Diesem Auslegungsergebnis steht die exakte Fixierung der Vertragsdetails im Bestellformular nicht entgegen. Selbst eine solche vollständige Festlegung aller Haupt- und Nebenpunkte des Vertrags führt nicht zu einem bindenden Angebot gemäß § 145 BGB, solange nicht eine ausdrückliche oder (aufgrund einer Verkehrsübung anzunehmende) stillschweigende Erklärung hinzukommt, gerade zu diesen Bedingungen abschließen zu wollen (MünchKomm-BGB/Busche, 7. Aufl. [2015], § 145 Rn. 7).
Entgegen der Ansicht der Klägerin führt auch die Tatsache, dass sich die Beklagte in ihren Allgemeinen Geschäftsbedingungen als „Verkäufer“ bezeichnet, nicht dazu, dass von einem Rechtsbindungswillen beim Aushändigen des Formulars auszugehen ist.
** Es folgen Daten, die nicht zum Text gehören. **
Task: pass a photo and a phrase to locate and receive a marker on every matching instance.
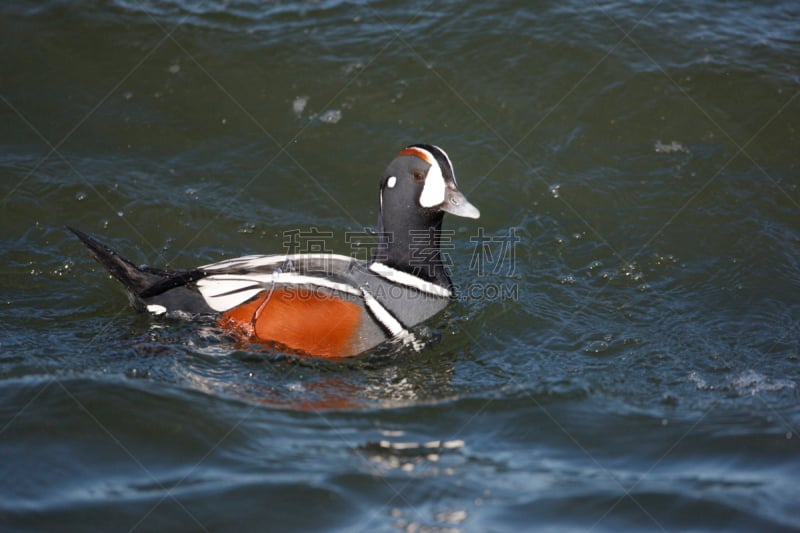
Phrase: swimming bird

Dass die Allgemeinen Geschäftsbedingungen auf Kaufverträge zugeschnitten sind, lässt keinen Schluss darauf zu, ob es sich bei dem Formular selbst bereits um ein Angebot i. S. von § 145 BGB … handelt.
b) Die Klägerin hat mit dem Ausfüllen des Bestellformulars vom 14.05.2014 ein bindendes Angebot nach § 145 BGB abgegeben.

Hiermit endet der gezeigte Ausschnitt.